Dünya Doğa ve Doğal Kaynakları Koruma Birliği'ne (IUCN) göre nesli kritik tehlike altındaki bu türün 100'den daha az üyesi kaldığı tahmin ediliyor. Üstelik en son 2013'te görülmesi, soyunun çoktan tükenmiş olabileceği ihtimalini de gündeme getiriyor. 

Uluslararası bir araştırma ekibi, avcıların evlerinden toplanan saola kalıntılarından alınan parçaları analiz ederek 26 saolanın tam genomunu çıkardı. Türünün ilk örneği olan bu çalışma, saolanın geçmişini anlama ve geleceğini güvence altına alma yolunda kritik bilgiler sundu. 

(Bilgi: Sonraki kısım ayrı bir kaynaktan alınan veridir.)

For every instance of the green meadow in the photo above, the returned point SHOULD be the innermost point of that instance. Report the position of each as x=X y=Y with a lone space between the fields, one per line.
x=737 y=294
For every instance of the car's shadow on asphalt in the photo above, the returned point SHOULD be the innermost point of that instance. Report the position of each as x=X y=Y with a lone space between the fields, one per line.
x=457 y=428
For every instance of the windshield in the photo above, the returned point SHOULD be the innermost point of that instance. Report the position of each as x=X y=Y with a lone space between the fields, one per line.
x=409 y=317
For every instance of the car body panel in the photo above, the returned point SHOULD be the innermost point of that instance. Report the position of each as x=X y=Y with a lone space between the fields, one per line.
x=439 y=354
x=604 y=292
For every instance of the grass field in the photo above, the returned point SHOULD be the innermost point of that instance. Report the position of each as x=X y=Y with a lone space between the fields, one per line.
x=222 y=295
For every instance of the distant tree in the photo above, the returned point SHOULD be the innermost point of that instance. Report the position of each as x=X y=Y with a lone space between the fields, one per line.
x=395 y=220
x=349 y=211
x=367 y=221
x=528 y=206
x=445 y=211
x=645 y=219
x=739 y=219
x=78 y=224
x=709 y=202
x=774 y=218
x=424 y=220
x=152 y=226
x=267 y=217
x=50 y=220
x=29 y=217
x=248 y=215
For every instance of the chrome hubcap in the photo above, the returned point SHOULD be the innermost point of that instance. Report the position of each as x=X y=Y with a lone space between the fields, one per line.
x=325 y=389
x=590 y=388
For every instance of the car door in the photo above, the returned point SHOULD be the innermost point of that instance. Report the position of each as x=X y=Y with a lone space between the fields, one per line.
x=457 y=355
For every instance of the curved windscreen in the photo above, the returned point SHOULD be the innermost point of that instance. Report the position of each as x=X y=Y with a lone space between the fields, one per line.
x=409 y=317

Bulguları hakemli dergi Cell'de 5 Mayıs Pazartesi günü yayımlanan çalışmaya göre saolalar 5 bin ila 20 bin yıl önce iki ayrı popülasyona ayrılmış. 

Makalenin başyazarı Genís Garcia Erill "Saolanın önemli genetik farklılıklara sahip iki popülasyona ayrıldığını görmek bizi epey şaşırttı" diyerek ekliyor: 

Bu daha önce hiç bilinmiyordu ve genetik veriler olmadan bilmemizin yolu yoktu. Bu önemli bir sonuç çünkü türün genetik varyasyonunun nasıl dağıldığını etkiliyor.

Bilim insanları ayrıca iki popülasyonun da Son Buzul Çağı'ndan itibaren azaldığını saptadı. Ekip, toplam saola nüfusunun 10 bin yıldır hiçbir zaman 5 binin üstüne çıkmadığını tahmin ediyor.

Bu durum, iki grubun da genetik çeşitliliğini kaybettiği anlamına geliyor. Ancak her biri genetik kodlarının farklı kısımlarını kaybetmiş. Araştırmacılara göre bu, nesillerinin tükenmesini önlemede kritik bir rol oynayabilir. 

Garcia Erill "Bir popülasyonda kaybolan genetik varyasyon diğerini tamamlıyor. Yani eğer bunları karıştırırsak, diğerindeki eksiklik giderilebilir" diye açıklıyor.

Bilim insanları saolaların hayatta kalması için esaret altında çiftleşmelerini sağlayacak bir program geliştirmeye çalışıyor. Yeni çalışmayı yürüten ekibin hesaplamalarına göre böyle bir program, tükenme riski karşısında en etkili çözümü sunuyor. 

Çalışmanın bir diğer yazarı Rasmus Heller şöyle diyor:

Gelecekteki bir popülasyonun temelini oluşturmak için en az bir düzine saolayı (ideal olarak her iki popülasyonun karışımı) bir araya getirebilirsek, modellerimiz türlerin uzun vadede hayatta kalma şansının yüksek olacağını gösteriyor.

En son 2013'te görülen bir türün 12 üyesini bulmak zorlu bir iş. Ancak araştırmacılar, yeni çalışmanın bu sorunu çözebileceğine inanıyor. Saolanın genetik haritasının çıkarılması, daha kapsamlı arama çalışmalarının önünü açabilir. 

Makalenin yazarlarından Minh Duc Le, "Birçok araştırmacı, suda ve hatta aynı habitatta yaşayan kan emiciler olan sülüklerde, saola DNA'sının izlerini bulmayı deneyip başaramadı" diyerek ekliyor:

Bu tekniklerin hepsi küçük DNA parçalarını tespit etmeye dayanıyor ama artık saola genomunun tamamını bildiğimize göre, bu parçaları bulmak için çok daha geniş bir el kitabımız var.